I have set up a DShield honeypot using an Amazon Web Services EC2 instance. This is a guide to setting one up for yourself if you also want to contribute. One thing to note before doing this is that this instance will need to be a dedicated honeypot. You won’t be able to use it for anything else.
AWS Setup
DShield can run on a t2.micro EC2 instance, which qualifies for the AWS free tier. Log in to your AWS account (or create one if you don’t have one) and head to the EC2 dashboard. Launch a new instance using the Ubuntu 20.04 LTS. You can leave most of the settings on the default since DShield is not resource-intensive. At this time, DShield does not work with Ubuntu 22.04 LTS, so if your VM later asks you to upgrade, do not.
Create a new SSH key pair and save it in a safe location on your local machine. For the security settings, initially limit the access to SSH only from your IP address. Launch the new instance and wait for it to fully boot. Once it has, SSH into the VM with your key and update its repositories and packages with sudo apt-get update && sudo apt full-upgrade -y.
DShield Setup
While your VM is updating in the background, navigate to the security group settings for the DShield instance. Since this is a honeypot, you will need to make a number of firewall changes to intentionally expose it to the Internet. This isn’t something you would normally do, but the goal here is to have the honeypot be scanned and/or attacked so it can gather information about those scans/attacks.

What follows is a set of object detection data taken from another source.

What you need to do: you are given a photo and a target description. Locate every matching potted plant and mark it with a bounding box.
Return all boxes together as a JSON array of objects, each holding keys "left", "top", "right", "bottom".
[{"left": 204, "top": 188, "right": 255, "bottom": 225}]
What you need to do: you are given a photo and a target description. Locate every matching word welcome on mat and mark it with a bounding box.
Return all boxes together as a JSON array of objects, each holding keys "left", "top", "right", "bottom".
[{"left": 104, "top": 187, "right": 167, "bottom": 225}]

After the DShield honeypot installs, SSH access will be changed to listen for connections on port 12222, instead of 22. Ensure your firewall settings will allow you to access the VM on port 12222. ISC recommends allowing ALL access to the VM from your local IP address. For all other ports (0 – 12221 and 12223 – 65535), allow access from ALL sources, both IPv4 and IPv6, for TCP, UDP, and ICMP. Your configuration should look something like the screenshot below.

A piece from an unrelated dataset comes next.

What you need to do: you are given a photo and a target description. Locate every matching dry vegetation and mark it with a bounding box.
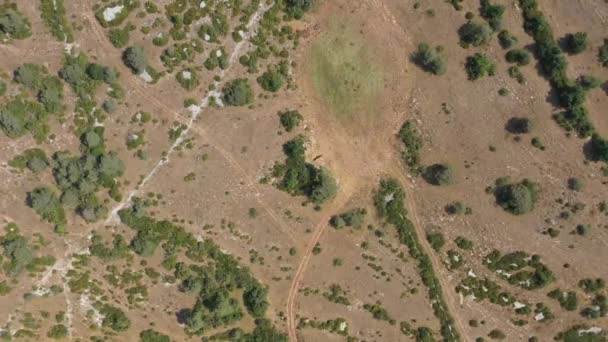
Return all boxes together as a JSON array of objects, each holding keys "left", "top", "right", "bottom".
[{"left": 0, "top": 0, "right": 608, "bottom": 342}]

By now, your VM should be fully updated and upgraded. Clone the DShield GitHub repository onto the VM, then navigate to the dshield/bin directory. Run the installer script with sudo ./install.sh. The script runs a guided installer and will first make sure everything it needs is installed. While it does this, go to the ISC website and create an account if you don’t already have one. For the honeypot to communicate back to ISC, it will need an API key. After creating your account, check for the verification email, verify your account, and after a short time, your API key will be available in the My Account tab.
At some point, the installer script will ask for your ISC account email address and the API key. Input both and continue with the installation, keeping the default settings. After the install has completed, reboot your instance. While it is rebooting, navigate back to the security group settings and remove the firewall rule for port 22 from your local machine that you created when you first launched the instance.

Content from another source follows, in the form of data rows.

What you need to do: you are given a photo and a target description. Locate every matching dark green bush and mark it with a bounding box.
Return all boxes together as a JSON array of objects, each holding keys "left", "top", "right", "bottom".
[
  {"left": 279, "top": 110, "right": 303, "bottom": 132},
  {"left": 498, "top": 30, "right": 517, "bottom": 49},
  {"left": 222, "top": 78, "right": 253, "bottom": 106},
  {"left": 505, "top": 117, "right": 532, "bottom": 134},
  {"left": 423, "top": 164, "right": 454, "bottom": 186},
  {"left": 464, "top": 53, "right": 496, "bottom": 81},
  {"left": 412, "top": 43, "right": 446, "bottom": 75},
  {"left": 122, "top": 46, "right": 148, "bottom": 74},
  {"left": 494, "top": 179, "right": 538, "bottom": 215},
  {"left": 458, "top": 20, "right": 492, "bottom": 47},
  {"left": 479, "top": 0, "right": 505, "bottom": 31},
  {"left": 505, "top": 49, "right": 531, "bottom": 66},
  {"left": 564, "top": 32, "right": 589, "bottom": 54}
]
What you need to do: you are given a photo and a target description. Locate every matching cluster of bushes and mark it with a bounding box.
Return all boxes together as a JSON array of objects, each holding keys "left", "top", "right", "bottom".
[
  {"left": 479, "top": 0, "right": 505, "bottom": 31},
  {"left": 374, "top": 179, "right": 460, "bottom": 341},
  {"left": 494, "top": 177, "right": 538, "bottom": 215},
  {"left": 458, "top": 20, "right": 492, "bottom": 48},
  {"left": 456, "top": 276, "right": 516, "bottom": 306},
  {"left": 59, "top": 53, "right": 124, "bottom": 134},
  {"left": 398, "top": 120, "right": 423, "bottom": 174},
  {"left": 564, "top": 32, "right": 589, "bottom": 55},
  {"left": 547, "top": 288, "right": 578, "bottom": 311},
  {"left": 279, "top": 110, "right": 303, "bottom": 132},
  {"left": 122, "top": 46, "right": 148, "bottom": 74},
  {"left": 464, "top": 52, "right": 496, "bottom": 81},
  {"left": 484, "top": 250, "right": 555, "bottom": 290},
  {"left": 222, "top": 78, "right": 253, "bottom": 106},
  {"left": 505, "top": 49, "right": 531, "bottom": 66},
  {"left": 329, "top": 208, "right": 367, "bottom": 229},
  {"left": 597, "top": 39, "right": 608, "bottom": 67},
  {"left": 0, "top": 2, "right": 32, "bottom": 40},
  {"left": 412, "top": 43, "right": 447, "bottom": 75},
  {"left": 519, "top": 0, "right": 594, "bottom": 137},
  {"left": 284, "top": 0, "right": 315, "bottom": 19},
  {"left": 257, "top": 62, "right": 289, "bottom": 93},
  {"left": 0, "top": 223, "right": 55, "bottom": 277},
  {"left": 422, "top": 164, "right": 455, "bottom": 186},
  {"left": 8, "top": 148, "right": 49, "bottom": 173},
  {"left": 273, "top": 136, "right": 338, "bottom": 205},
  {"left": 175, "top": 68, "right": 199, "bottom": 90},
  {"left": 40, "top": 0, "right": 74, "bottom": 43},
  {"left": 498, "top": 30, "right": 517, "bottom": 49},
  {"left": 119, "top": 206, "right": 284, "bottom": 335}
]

After rebooting, SSH into your VM on port 12222. Navigate back to the dshield/bin directory and run the ./status.sh script. If everything installed correctly, the status script should show everything is OK.
ISC recommends conducting a port scan of your honeypot VM. AWS allows users to conduct penetration testing on their own EC2 instances. Be sure to double check the AWS policy before doing a scan. Avoid conducting repeated port scans on your instance so you don’t create any inaccurate data.
If you SSH into your honeypot and tail -f the logs located at /var/log/dshield.log, you should see log entries start rolling by. Note that the time is expressed in seconds elapsed since January 1, 1970, known as Unix time.
Your DShield honeypot is now all setup and ready to contribute to the important work that ISC does.